Ha cercato di fuggire una volta nascondersi all'interno di un cavallo da esercizio abbracciato, ma è stato trovato prima di avere successo. Quindi ha usato un falso tentativo di suicidio per fuggire, che non ha funzionato neanche.
Nel 1971, lo stato dell'Arizona ha temporaneamente abolito la pena di morte, ma Smitty era ancora in prigione per cinquant'anni, quindi ha provato un'altra fuga e è riuscito brevemente. Fu visto da un lavoratore ferroviario che era andato a scuola con lui e notato a causa di una stupida parrucca gialla che era stata impostata come travestimento. Fu tornato in prigione.

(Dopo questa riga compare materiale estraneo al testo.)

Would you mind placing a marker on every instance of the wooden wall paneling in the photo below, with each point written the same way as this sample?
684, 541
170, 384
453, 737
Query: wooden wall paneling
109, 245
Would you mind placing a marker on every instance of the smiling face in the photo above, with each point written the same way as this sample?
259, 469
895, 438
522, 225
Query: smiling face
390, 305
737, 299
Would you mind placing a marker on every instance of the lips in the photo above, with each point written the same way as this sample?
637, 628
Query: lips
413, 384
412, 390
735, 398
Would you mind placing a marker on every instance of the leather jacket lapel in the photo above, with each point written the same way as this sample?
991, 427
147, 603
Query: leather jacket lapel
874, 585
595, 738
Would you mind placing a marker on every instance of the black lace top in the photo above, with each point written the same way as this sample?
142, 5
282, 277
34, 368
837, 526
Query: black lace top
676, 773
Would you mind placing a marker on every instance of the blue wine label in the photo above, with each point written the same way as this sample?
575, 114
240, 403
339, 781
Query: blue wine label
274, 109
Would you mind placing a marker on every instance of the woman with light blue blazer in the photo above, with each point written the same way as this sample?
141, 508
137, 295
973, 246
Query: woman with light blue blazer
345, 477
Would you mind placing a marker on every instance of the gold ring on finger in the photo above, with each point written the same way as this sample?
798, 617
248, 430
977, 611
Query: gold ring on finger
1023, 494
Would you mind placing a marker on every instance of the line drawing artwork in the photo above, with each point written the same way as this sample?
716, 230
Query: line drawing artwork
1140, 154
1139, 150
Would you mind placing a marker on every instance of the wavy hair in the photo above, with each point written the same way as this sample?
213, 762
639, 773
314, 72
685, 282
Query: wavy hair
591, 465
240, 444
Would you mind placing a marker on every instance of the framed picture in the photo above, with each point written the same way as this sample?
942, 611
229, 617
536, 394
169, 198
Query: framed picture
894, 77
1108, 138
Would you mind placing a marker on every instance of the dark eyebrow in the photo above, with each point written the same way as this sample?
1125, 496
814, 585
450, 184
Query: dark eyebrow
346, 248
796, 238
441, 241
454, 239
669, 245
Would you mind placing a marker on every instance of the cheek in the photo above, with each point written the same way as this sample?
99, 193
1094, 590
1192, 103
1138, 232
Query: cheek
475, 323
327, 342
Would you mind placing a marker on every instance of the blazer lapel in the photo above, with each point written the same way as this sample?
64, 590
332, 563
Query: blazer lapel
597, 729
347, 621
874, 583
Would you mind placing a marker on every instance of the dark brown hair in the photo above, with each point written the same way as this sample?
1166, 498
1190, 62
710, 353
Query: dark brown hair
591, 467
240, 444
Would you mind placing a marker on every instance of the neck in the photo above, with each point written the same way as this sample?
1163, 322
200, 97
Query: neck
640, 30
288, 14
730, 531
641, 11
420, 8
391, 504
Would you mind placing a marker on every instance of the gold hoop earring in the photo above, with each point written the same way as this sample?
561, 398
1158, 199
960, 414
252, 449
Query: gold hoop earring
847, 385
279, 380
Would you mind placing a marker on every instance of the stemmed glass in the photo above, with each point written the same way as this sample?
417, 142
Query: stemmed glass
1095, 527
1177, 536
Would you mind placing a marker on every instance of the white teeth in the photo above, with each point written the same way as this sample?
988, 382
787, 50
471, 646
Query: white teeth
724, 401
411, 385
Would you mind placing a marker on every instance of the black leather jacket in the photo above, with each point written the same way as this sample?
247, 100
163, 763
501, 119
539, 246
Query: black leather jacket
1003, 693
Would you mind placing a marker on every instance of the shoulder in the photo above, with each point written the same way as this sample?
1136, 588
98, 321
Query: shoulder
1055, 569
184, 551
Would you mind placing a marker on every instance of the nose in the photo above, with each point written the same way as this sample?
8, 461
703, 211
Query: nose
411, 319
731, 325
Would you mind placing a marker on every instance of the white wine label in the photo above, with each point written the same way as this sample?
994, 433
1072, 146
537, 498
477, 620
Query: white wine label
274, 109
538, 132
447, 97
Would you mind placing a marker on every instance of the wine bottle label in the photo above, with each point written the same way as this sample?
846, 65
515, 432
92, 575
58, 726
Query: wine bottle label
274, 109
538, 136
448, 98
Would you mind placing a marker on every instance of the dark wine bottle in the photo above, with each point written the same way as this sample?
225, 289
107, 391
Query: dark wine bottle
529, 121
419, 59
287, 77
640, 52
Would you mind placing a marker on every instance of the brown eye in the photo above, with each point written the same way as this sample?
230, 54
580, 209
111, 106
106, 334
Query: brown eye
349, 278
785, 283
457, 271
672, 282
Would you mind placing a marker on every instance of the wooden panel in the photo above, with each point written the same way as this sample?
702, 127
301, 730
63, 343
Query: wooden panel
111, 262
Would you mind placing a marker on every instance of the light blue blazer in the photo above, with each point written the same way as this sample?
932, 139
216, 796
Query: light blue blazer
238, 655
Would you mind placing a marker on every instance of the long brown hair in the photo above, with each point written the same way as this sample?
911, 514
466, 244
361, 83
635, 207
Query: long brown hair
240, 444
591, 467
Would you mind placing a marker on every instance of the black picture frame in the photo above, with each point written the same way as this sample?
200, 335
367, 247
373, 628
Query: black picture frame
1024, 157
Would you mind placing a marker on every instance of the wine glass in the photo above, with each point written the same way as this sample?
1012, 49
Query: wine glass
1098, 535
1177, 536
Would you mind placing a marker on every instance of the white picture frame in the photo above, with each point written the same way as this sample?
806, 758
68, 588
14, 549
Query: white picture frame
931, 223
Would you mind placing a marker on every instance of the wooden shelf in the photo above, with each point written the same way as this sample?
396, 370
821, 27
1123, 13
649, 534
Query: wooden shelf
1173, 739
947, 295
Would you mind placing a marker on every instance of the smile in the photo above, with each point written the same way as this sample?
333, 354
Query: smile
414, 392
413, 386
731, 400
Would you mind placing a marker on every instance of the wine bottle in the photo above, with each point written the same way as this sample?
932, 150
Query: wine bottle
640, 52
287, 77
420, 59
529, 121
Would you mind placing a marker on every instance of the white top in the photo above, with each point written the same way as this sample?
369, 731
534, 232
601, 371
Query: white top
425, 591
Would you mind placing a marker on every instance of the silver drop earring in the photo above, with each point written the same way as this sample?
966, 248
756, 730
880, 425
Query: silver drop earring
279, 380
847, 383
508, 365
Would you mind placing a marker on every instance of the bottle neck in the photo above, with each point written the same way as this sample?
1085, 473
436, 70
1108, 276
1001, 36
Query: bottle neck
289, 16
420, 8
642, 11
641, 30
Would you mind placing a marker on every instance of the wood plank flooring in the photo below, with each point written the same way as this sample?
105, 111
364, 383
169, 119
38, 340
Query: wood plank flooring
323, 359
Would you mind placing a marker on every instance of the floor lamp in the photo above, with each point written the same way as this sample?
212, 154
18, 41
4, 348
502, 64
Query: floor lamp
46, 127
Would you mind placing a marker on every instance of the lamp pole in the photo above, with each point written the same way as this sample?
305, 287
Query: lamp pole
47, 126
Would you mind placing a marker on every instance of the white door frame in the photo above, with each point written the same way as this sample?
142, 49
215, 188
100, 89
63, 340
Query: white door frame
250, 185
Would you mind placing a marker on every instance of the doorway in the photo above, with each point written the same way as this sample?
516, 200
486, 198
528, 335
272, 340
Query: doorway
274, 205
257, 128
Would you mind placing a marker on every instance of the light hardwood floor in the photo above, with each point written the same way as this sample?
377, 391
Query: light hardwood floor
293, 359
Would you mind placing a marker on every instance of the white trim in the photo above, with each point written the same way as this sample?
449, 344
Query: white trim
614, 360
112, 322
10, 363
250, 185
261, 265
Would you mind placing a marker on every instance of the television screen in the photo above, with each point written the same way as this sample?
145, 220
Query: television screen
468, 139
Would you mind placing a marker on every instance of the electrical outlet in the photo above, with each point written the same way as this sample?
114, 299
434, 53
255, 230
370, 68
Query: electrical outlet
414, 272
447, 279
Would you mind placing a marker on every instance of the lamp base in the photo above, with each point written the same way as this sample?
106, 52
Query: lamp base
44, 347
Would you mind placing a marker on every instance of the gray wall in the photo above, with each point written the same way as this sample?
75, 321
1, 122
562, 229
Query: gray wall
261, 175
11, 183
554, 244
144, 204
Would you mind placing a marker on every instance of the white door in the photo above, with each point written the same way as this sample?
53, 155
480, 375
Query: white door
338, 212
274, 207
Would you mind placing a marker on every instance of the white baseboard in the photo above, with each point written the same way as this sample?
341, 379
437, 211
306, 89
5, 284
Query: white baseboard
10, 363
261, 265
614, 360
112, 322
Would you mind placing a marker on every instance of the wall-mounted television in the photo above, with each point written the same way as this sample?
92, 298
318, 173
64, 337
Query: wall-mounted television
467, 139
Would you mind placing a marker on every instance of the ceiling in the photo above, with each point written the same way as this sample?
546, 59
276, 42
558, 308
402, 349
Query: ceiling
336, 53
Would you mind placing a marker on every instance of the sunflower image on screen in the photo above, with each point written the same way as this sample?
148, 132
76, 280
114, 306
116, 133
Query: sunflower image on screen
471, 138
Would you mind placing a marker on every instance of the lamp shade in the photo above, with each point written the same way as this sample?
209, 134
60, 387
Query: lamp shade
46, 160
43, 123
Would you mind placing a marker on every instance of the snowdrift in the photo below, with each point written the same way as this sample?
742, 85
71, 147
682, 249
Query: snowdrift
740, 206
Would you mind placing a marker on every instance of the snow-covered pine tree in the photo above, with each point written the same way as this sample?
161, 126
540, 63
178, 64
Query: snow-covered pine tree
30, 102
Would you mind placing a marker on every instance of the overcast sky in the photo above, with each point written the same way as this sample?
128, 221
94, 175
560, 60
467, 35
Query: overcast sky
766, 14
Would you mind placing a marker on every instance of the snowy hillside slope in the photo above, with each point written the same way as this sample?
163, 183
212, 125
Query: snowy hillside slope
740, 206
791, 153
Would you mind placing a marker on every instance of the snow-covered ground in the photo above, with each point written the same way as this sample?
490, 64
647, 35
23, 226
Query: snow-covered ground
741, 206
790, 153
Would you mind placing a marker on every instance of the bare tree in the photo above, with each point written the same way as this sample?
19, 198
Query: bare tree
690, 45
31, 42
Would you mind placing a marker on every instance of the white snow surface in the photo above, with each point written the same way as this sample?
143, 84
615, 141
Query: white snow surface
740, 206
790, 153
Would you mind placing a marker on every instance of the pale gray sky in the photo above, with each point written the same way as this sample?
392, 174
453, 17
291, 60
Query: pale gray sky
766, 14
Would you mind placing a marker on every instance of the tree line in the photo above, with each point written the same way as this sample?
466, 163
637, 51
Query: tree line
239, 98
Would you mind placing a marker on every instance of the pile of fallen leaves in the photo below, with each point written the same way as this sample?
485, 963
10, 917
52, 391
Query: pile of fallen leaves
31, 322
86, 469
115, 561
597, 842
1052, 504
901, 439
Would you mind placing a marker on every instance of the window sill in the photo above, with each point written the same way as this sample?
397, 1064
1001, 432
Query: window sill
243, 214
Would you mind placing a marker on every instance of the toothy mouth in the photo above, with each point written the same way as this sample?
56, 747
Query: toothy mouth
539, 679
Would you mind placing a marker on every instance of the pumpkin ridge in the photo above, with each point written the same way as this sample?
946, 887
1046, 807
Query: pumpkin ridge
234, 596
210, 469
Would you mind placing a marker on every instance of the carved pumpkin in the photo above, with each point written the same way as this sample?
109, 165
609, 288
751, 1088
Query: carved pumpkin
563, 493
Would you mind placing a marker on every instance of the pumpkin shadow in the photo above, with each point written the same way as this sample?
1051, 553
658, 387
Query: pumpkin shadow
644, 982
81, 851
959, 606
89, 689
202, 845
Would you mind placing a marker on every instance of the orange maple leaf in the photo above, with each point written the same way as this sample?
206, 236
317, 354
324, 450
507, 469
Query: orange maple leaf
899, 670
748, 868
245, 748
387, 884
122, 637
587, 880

Schmid ha cambiato il suo nome in Paul David Ashley e si è rivolto a scrivere musica e saggi per rimanere impegnato. Cercò di leggere il crimine e la punizione di Dostoevski, ma fu perplesso dal modo in cui Raskolnikov, che aveva ucciso due donne, era afflitto da colpa e rimorso. Fu pagato in prigione come se fosse superiore ad altri prigionieri e due di loro lo colpivano un giorno. È stato trovato pugnalato e sdraiato in una pozza di sangue. Aveva una ferita di aspirazione del torace destra che non ha risposto alla chirurgia. Un occhio doveva essere rimosso. In totale, aveva circa venti ferite sul viso e sul petto.
Il decimo giorno dopo la pugnalata, ancora in ospedale, Smitty iniziò a fallire. Fu dichiarato morto il 30 marzo 1975. Su richiesta dei suoi genitori, fu sepolto nel cimitero della prigione.